Sample Collection.
We collected 140 house wren specimens from a range of elevations (120–4,454 m above sea level) in the Peruvian Andes and adjacent lowlands. All specimens were preserved as vouchers in the ornithological collection of the Museum of Southwestern Biology of the University of New Mexico and the Centro de Ornitología y Biodiversidad (CORBIDI) (Lima, Peru).
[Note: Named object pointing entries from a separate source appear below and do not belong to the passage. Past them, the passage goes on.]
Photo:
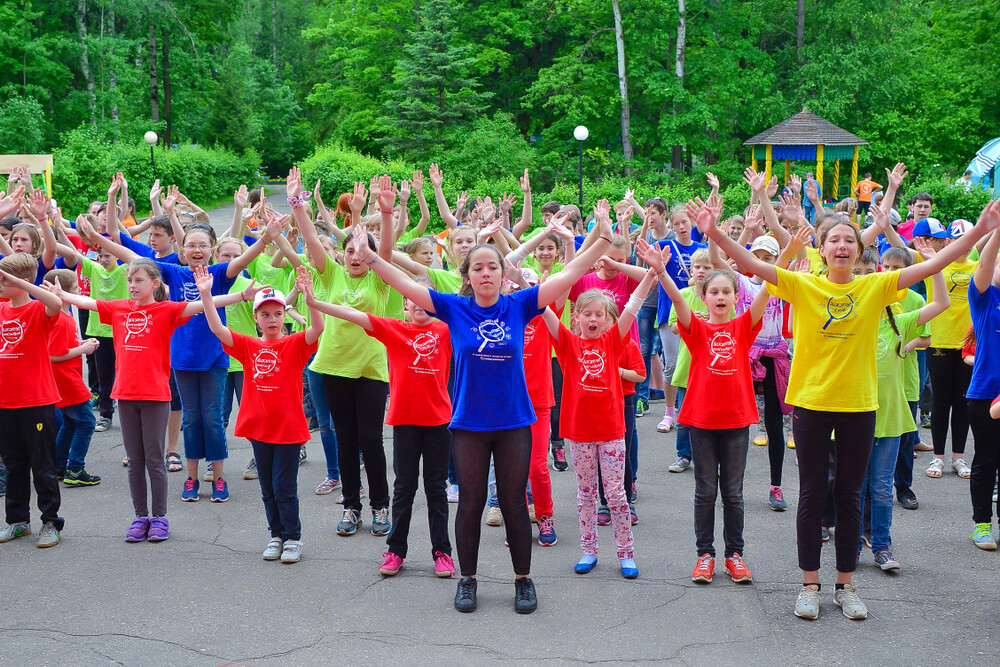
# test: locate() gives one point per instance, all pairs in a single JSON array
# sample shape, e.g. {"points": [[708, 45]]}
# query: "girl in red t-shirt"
{"points": [[593, 410], [720, 430]]}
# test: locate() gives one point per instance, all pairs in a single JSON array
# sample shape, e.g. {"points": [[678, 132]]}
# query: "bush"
{"points": [[85, 162]]}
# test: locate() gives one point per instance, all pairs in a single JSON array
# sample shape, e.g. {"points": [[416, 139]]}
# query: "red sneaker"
{"points": [[704, 570], [737, 569]]}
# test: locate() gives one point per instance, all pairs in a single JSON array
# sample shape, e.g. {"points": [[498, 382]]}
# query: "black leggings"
{"points": [[773, 421], [854, 434], [511, 451], [950, 378]]}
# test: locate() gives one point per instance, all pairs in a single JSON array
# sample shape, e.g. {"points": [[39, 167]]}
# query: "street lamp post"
{"points": [[151, 139], [580, 134]]}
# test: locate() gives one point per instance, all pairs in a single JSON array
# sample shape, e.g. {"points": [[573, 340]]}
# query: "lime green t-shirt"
{"points": [[104, 286], [345, 350], [893, 418]]}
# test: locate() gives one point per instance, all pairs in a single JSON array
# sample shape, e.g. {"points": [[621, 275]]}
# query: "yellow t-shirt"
{"points": [[948, 330], [835, 330]]}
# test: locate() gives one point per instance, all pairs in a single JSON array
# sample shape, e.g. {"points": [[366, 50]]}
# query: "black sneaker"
{"points": [[525, 601], [465, 596], [80, 478]]}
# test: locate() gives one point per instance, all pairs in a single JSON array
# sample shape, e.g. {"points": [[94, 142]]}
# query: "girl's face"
{"points": [[197, 248], [593, 319], [485, 273], [840, 248]]}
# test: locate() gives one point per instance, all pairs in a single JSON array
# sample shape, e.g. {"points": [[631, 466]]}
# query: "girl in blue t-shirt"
{"points": [[492, 411]]}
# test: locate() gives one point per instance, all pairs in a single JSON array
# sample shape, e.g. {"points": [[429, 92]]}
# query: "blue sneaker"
{"points": [[190, 492], [220, 491]]}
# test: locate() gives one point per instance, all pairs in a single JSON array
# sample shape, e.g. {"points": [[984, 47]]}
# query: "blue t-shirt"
{"points": [[985, 311], [488, 346], [194, 347], [679, 268]]}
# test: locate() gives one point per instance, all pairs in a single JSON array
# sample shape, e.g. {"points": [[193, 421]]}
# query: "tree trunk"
{"points": [[88, 76], [167, 101], [677, 154], [154, 88], [622, 86]]}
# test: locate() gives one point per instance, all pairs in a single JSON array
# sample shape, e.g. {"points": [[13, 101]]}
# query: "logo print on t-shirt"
{"points": [[264, 363], [12, 331]]}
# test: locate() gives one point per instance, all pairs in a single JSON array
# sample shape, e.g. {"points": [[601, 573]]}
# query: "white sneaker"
{"points": [[273, 549]]}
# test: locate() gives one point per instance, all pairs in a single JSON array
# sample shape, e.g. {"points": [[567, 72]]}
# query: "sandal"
{"points": [[935, 468], [174, 463]]}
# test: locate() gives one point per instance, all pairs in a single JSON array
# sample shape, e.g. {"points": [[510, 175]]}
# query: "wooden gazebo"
{"points": [[806, 136]]}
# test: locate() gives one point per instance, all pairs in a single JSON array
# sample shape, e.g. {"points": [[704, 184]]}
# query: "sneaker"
{"points": [[444, 566], [138, 530], [494, 517], [807, 604], [737, 569], [885, 560], [291, 551], [850, 603], [704, 569], [190, 492], [666, 424], [350, 523], [14, 531], [525, 600], [603, 516], [159, 529], [80, 478], [48, 536], [982, 536], [390, 566], [327, 486], [220, 491], [777, 500], [559, 459], [546, 532], [680, 464], [465, 596], [273, 549], [380, 522]]}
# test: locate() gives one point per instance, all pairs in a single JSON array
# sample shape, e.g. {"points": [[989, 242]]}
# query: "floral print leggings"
{"points": [[610, 455]]}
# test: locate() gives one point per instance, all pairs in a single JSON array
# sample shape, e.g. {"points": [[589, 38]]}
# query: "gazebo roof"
{"points": [[805, 129]]}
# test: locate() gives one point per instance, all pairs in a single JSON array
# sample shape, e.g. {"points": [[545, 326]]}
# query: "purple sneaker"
{"points": [[159, 529], [137, 531]]}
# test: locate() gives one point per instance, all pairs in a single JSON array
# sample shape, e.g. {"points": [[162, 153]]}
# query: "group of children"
{"points": [[531, 339]]}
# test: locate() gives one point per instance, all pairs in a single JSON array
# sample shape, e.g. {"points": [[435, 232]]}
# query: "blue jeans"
{"points": [[683, 434], [201, 398], [76, 428], [326, 432], [646, 320], [881, 468]]}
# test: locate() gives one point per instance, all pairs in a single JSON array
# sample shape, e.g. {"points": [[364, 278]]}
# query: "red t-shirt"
{"points": [[593, 408], [271, 408], [68, 374], [631, 360], [142, 346], [720, 388], [538, 363], [26, 378], [419, 363]]}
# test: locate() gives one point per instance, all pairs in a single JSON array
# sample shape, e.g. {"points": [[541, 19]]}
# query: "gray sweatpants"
{"points": [[144, 429]]}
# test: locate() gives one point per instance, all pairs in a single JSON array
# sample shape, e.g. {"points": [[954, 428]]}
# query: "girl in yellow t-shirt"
{"points": [[833, 383]]}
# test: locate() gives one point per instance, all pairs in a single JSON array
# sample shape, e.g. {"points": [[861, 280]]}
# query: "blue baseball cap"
{"points": [[930, 227]]}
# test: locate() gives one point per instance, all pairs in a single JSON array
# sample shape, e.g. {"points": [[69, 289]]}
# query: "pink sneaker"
{"points": [[444, 566], [391, 564]]}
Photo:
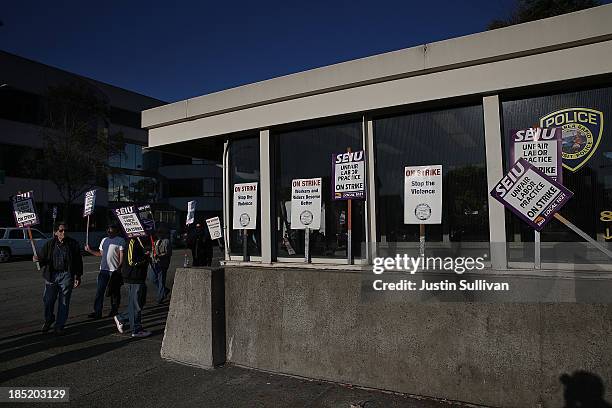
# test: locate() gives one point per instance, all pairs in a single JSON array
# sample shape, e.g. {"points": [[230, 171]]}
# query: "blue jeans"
{"points": [[157, 275], [102, 283], [137, 296], [60, 286]]}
All birds were live-trapped in mist nets and were sacrificed in accordance with protocols approved by the University of New Mexico Institutional Care and Use Committee (Protocol 08UNM033-TR-100117; Animal Welfare Assurance number A4023-01). All collections were authorized by permits issued by management authorities of Peru (004-2007-INRENA-IFFS-DCB, 135-2009-AG-DGFFS-DGEFFS, 0377-2010-AG-DGFFS-DGEFFS, 0199-2012-AG-DGFFS-DGEFFS, and 006-2013-MINAGRI-DGFFS/DGEFFS). For each of the 140 house wren specimens, we collected 20–60μL of whole blood from the brachial or ulnar vein using heparinized microcapillary tubes. Red blood cells were separated from the plasma fraction by centrifugation, and the packed red cells were flash-frozen in liquid nitrogen. We collected liver and pectoral muscle from each specimen as sources of genomic DNA and globin mRNA, respectively. Muscle samples were flash-frozen or preserved using RNAlater. All tissue and blood samples were subsequently stored at −80 °C.